Collection: Minnesota Tree Diseases, Pests, and Insects Gallery

What is going on with YOUR tree? The following photos and descriptions show Minnesota tree ailments, do your trees look like this? Maybe it's time to call Deblen. 


Tree diseases we see in Minnesota

Very contagious disease that affects most varieties of oak trees, can be confused with two-lined chestnut borer infestation. 


  • White Pine Blister Rust

An allergic reaction to currant or gooseberry juice brought to tree from squirrels or birds.



A fungus that can be confused with pine tip moth.

Affect pine trees from the roots up.


  • Chemical Damage

Chemical sprays and granular products can damage leaves through drifting and leeching into roots.


  • Cedar-hawthorn rust

  • Anthracnose


  • cherry tree black knot

  • Verticillium Wilt  A soil pathogen that infects the roots of the tree causing dieback in the corresponding branches above ground. Maple and lilac trees are very commonly affected.

Tree pests/Here are a few examples

  • Emerald ash borer This bug kills fast once it settles into a tree. It takes over the tissue that sends nutritious sap to the tree. Stop the sap, the tree is a goner.


  • Spongy moth (formerly gypsy moth) any time a leaf tree is defoliated the tree cannot photosynthesize. It needs leaves to survive. A strong tree can sometimes regrow a new set of leaves after being stripped of leaves the same season, but it is a huge stress.


  • Pine bark beetles can affect many types of coniferous trees, they take over the sap tissue and kill the tree in a short time.


  • Twolined chestnut borer  Don't let the name fool you, this borer loves oak trees, and sometimes the damage is misdiagnosed as oak wilt. Once inside, they can shut down the energy flow to the tops or ends of branches as the sap flow is compromised by infestation. 

  • White pine weevil As with any drilling insect, the damage to that part of the tree is permanent. If this happens in enough sap tissue, the sap flow stops and the tree dies. White pines, spruce, balsam, and other conifers are affected by this terror.


  • Bronze Birch Borer If you have a dead or thinning top in your birch tree, it is more than likely because of Birch Borer infestation.

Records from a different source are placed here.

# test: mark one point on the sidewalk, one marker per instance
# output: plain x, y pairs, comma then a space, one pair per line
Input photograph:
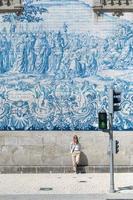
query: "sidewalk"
90, 183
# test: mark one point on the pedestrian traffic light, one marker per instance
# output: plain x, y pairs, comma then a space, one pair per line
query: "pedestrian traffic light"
102, 120
116, 100
116, 146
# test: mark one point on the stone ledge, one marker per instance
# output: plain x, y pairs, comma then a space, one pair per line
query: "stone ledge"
62, 169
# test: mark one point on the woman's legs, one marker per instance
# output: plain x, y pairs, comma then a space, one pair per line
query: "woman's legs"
75, 160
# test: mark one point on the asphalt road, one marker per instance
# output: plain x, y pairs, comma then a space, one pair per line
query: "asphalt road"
69, 197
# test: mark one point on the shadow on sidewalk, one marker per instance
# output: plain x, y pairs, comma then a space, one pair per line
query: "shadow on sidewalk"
130, 187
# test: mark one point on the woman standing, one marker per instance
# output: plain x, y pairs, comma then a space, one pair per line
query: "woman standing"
75, 151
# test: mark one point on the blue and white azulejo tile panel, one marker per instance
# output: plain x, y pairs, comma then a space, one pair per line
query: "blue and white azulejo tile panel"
57, 62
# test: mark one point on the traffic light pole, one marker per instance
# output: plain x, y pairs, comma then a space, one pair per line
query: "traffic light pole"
111, 153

Once the top is dead it must be removed or it will rot back into the rest of tree until it is completely dead.


  • Spider Mites  Spider Mites can affect virtually all types of shade trees. They are very stressful to a tree since they get in close to the soft branch and leaf/needle bed area and steal nutrients. To protect itself, the tree shuts off sap flow to that spot and thus the needles and leaves shut down, causing death throughout the tree.


  • Zimmerman Moth A very disruptive bug that causes unsightly damage to spruce, white pines, jack pine, and norway red pine(and others) These cause large sores on the tree, producing "FRASS" to leak out of the tree. This pustule contains, sap, excrement, and pieces of wood. The more of these that happen, the worse the sap flow is to the top of the tree.  

  • Pine Tip Moth When eggs are laid in the emerging spring bud, the new needles grow just fine for a short time, as the insect grows, it steals all of the sap for it's own nutrition, and kills the bud. This hurts that part of the tree and the tree scabs over and the dead candle fall off, weak trees can have this happen all over the tree, killing an entire season of new needles and can cause further dieback.


  • Leaf Miner  I like to compare this bug to a person pushing a lawn mower all over the leaf. The only problem is the leaf tissue wont grow back the rest of the season. Its not aesthetically pleasing, but even worse, If enough of the leaf is damaged the photosynthesis process is lessened. 


  • Woodpeckers  If you see holes like this, the wood peckers are drilling to eat bugs, so as much as we want the bugs gone, this kind of damage is not good for your tree.


  • Sapsuckers Just as the name implies, these little birds love to get to that nutritious sap. Problem for your tree is they are killing the bark, so much so that sometimes the tree can't heal the damage and it can lose a branch or a top.

  • Squirrels Trees are loaded with nutrition, and in the late winter as squirrels run out of normal stored food, they look to the sugary layer of bark on maple trees for sustenance. If they strip the branches all the way around the trees may not heal. They may push leaves out early but after the tree "realizes" it can't maintain the sap layers above the damage and compartmentalizes the end of that branch. Porcupines will also climb and strip trees of bark, not just maples!